Discord’s popular servers, such as those dedicated to popular games like Fortnite and Minecraft, can have hundreds of thousands of users chatting simultaneously. Hence it should be very good at broadcasting messages and user status updates in real-time, without any delay. Elixir’s concurrency model and fault tolerance features made it an ideal choice for building Discord’s real-time chat system. The ability to handle massive concurrency and distribute workloads across multiple nodes allowed Discord to scale its chat platform while maintaining high performance and reliability.

Then in 2019, Discord reached a new milestone: they had to handle way more concurrent users than ever before. This time they had to use not only the power of BEAM, but also the power from other more so-called “performant” languages. They used Rust to build their new member list that can rapidly update the status of 11 millions of concurrent users, and the cool thing is that they adopted the precompiled Rust module into Elixir codebase, using a feature called NIF (Native Implemented Function). This way, they could leverage the performance of Rust while still using the productivity of Elixir.  

Case study #3: (My personal) How I built a real-time networking application with Elixir and Phoenix #

Last year, I had a chance to build a fun project called “FoodFocus” – which broadcasts a live video of a user cooking a dish, and other users can join the live video and chat with the host. Not only that, but they can also connect their smartwatch to the application, and the application will show the synchronized recipe instructions as a timer on their watch.  

By the time I started building this project, I had to choose the most cost-effective tech stack to build it. The most important traits of the tech stack were:

– Easy to build real-time features

– Should provide ready-to-use tools so that I don’t have to bring in a lot of third-party libraries

– Should be fun to work with – a nice developer experience

After some research, I decided to use Elixir and Phoenix for the backend, and Flutter for the frontend. Though it was my first time building a production-ready application with Elixir, I was amazed by how easy it was to build real-time features with Phoenix.  

These are some of my favourite features and tools I found very useful while developing the project with Elixir:

  • Phoenix Channels: Phoenix Channels are a great way to build real-time features. They are built on top of WebSockets, and they provide a simple and easy-to-use API for building real-time applications.
  • ETS (Erlang Term Storage): ETS is a built-in key-value store in Erlang that is very fast and efficient. There’s no need to bring something like Redis for caching or storing temporary data.
  • Postgres-backed tools: Elixir ecosystem has a lot of tools that are backed by Postgres. Ecto for database operations, Oban for background jobs, and ElectricSQL for running local-first queries for better UX.

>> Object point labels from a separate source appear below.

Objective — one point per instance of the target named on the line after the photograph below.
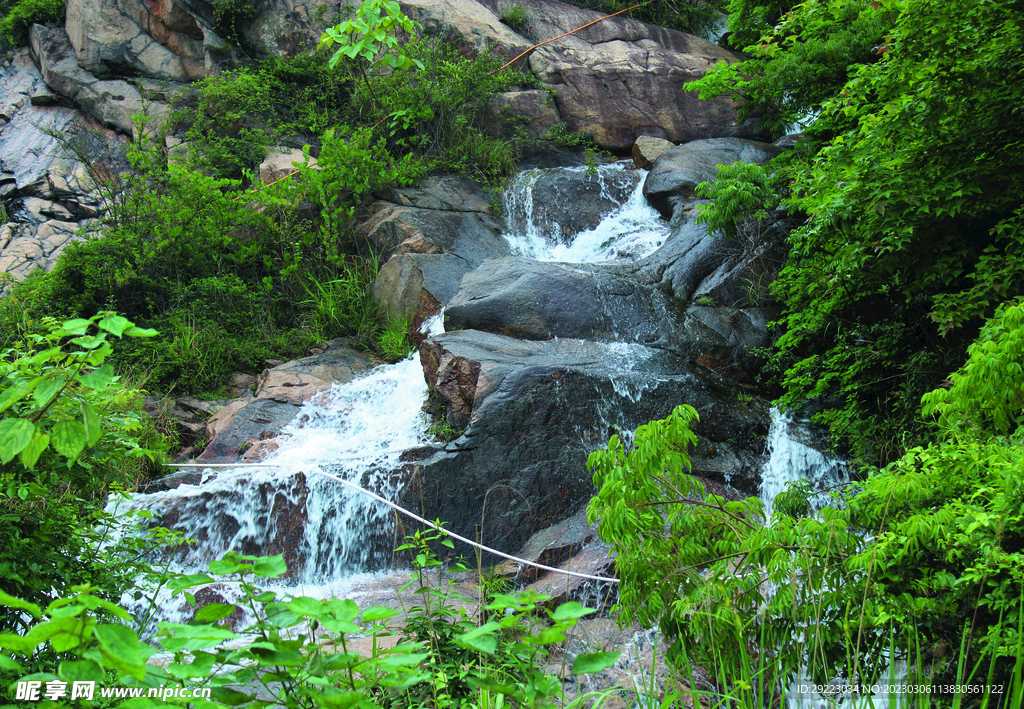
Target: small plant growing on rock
(442, 430)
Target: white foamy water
(791, 460)
(630, 232)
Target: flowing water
(631, 231)
(792, 458)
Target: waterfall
(631, 231)
(356, 430)
(792, 459)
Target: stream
(360, 429)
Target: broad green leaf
(8, 600)
(76, 327)
(93, 427)
(594, 662)
(15, 433)
(98, 378)
(69, 439)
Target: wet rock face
(540, 408)
(579, 201)
(674, 175)
(245, 426)
(432, 236)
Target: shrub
(436, 109)
(297, 650)
(71, 432)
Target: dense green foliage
(908, 186)
(71, 433)
(924, 559)
(297, 651)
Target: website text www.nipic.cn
(54, 690)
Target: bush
(436, 109)
(297, 650)
(71, 433)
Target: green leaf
(481, 638)
(8, 600)
(44, 392)
(93, 427)
(15, 434)
(115, 324)
(76, 327)
(594, 662)
(69, 439)
(136, 331)
(98, 378)
(122, 650)
(40, 442)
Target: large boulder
(113, 101)
(245, 422)
(539, 408)
(615, 80)
(674, 176)
(117, 38)
(568, 201)
(536, 300)
(434, 235)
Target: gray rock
(436, 233)
(528, 299)
(673, 178)
(615, 80)
(569, 202)
(532, 111)
(113, 102)
(646, 150)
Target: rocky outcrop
(434, 235)
(672, 182)
(539, 408)
(646, 150)
(520, 297)
(243, 423)
(49, 196)
(112, 101)
(122, 38)
(616, 80)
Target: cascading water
(630, 232)
(356, 430)
(791, 459)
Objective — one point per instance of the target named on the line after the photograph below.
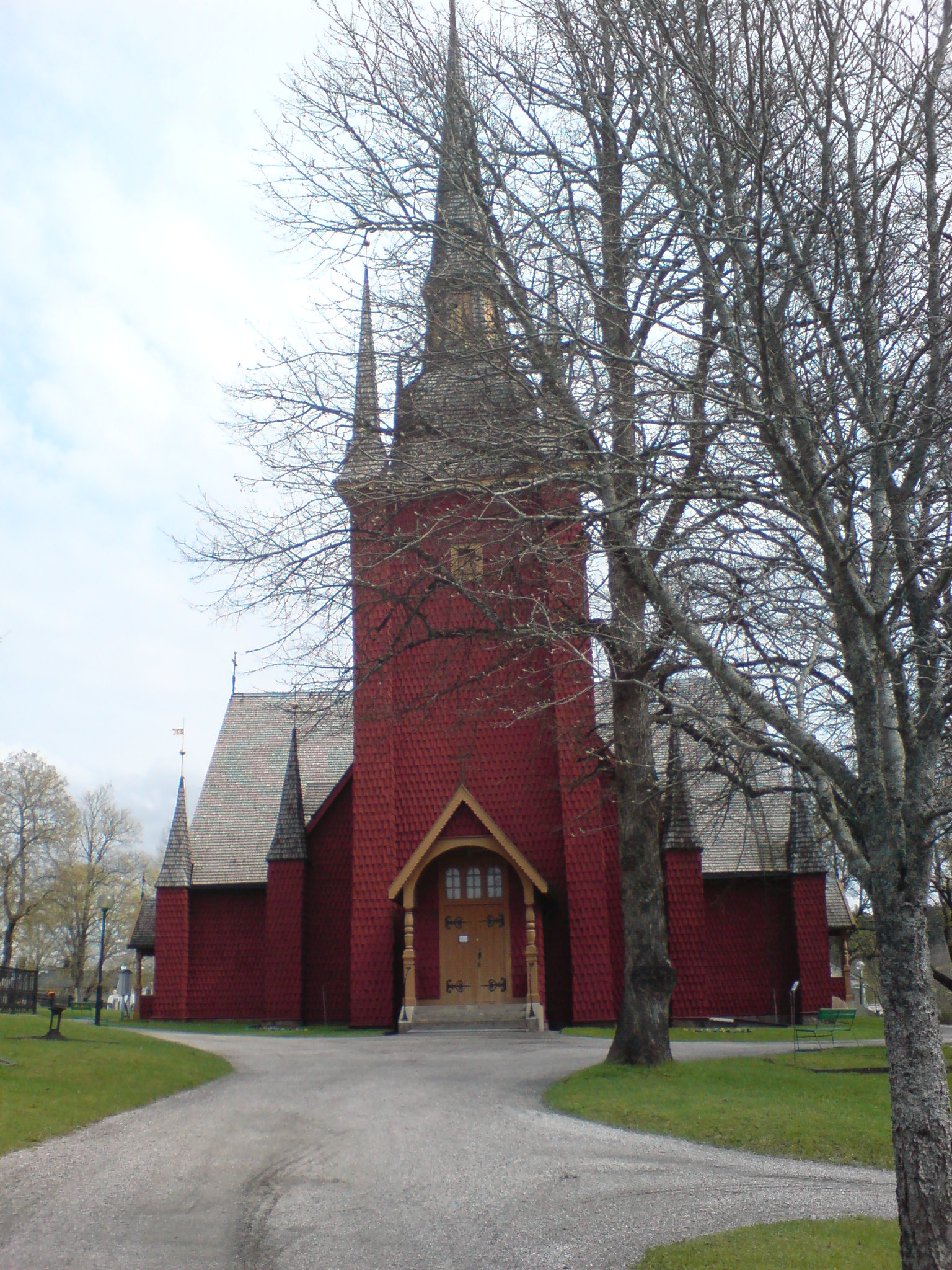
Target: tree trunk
(922, 1119)
(641, 1036)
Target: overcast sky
(135, 272)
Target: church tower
(472, 752)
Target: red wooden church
(443, 845)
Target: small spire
(366, 404)
(366, 456)
(177, 861)
(553, 323)
(679, 833)
(398, 395)
(289, 841)
(804, 853)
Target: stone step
(439, 1018)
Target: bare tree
(99, 858)
(36, 815)
(806, 156)
(785, 208)
(578, 283)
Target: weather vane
(180, 732)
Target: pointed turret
(804, 853)
(469, 413)
(461, 287)
(679, 835)
(177, 863)
(366, 455)
(289, 840)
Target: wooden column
(534, 1008)
(136, 1013)
(409, 968)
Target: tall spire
(367, 404)
(289, 841)
(366, 456)
(177, 863)
(461, 286)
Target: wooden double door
(475, 963)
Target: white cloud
(134, 272)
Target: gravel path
(428, 1151)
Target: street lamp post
(104, 906)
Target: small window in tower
(454, 884)
(466, 564)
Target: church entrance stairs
(434, 1016)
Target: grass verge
(863, 1029)
(824, 1106)
(851, 1244)
(52, 1088)
(242, 1028)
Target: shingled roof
(238, 809)
(143, 938)
(764, 828)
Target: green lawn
(851, 1244)
(819, 1108)
(242, 1028)
(863, 1029)
(51, 1088)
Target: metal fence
(18, 991)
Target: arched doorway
(475, 930)
(474, 877)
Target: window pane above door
(474, 883)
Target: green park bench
(829, 1024)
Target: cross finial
(180, 732)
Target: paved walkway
(400, 1153)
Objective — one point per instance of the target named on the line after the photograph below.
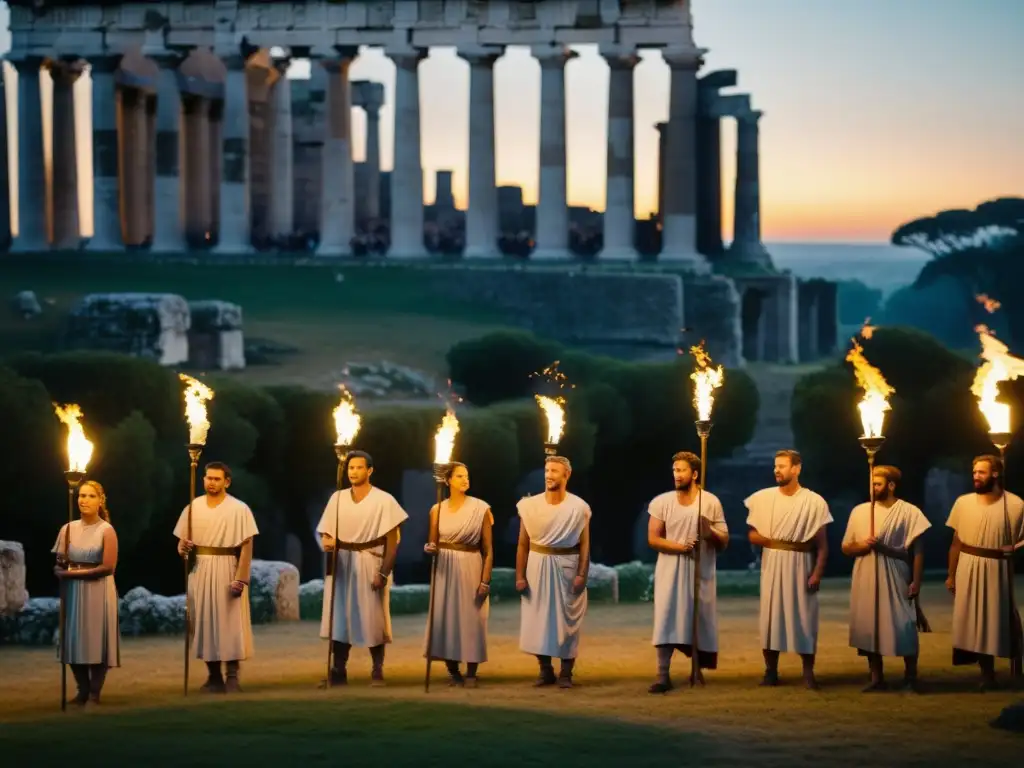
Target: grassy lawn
(329, 315)
(607, 719)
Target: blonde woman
(93, 641)
(461, 537)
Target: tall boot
(547, 673)
(471, 674)
(377, 675)
(455, 676)
(97, 675)
(231, 683)
(214, 682)
(81, 674)
(339, 666)
(565, 673)
(664, 683)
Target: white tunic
(361, 614)
(90, 604)
(981, 602)
(788, 610)
(460, 623)
(551, 615)
(674, 573)
(896, 526)
(222, 623)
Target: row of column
(215, 169)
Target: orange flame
(875, 403)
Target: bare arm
(486, 547)
(919, 562)
(756, 539)
(109, 564)
(657, 542)
(821, 542)
(584, 567)
(244, 568)
(521, 554)
(953, 560)
(390, 552)
(433, 532)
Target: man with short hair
(988, 527)
(894, 555)
(221, 537)
(551, 566)
(788, 522)
(359, 525)
(678, 519)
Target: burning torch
(706, 381)
(999, 366)
(197, 394)
(346, 425)
(872, 409)
(443, 446)
(79, 453)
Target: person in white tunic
(672, 532)
(359, 525)
(93, 639)
(461, 537)
(988, 527)
(894, 555)
(221, 539)
(551, 566)
(788, 522)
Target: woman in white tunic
(92, 644)
(461, 539)
(894, 552)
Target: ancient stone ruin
(154, 326)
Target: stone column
(552, 232)
(747, 244)
(5, 218)
(679, 209)
(235, 230)
(407, 176)
(283, 180)
(373, 161)
(338, 182)
(619, 217)
(196, 169)
(31, 168)
(131, 155)
(168, 230)
(481, 218)
(105, 183)
(62, 207)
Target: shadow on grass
(352, 732)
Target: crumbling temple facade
(199, 140)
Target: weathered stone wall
(12, 594)
(712, 313)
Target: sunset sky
(875, 112)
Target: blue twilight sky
(876, 111)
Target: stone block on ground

Thanks to these features, I was able to deliver the project on time and within budget. If I had chosen a different tech stack, I might have spent more time configuring and integrating third-party libraries, and have less time to focus on building the actual features.

Conclusion  #

WhatsApp and Discord are exemplary cases of how the Erlang VM and Elixir can be leveraged to build scalable, real-time applications. However, they are not the only companies harnessing the power of these technologies. Other prominent companies like Spotify, Pinterest, Pepsico, Financial Times, and Heroku have also adopted Erlang-based languages to achieve high concurrency, fault tolerance, and scalability in their respective domains.

In conclusion, whether you are building a new messaging platform, a real-time gaming service, or any other hyper connected app, I strongly encourage you to consider the Erlang VM and Elixir as your secret weapons for success. Their unique features and capabilities can help you establish a strong foundation for your application and scale it to new heights without compromising on performance or reliability.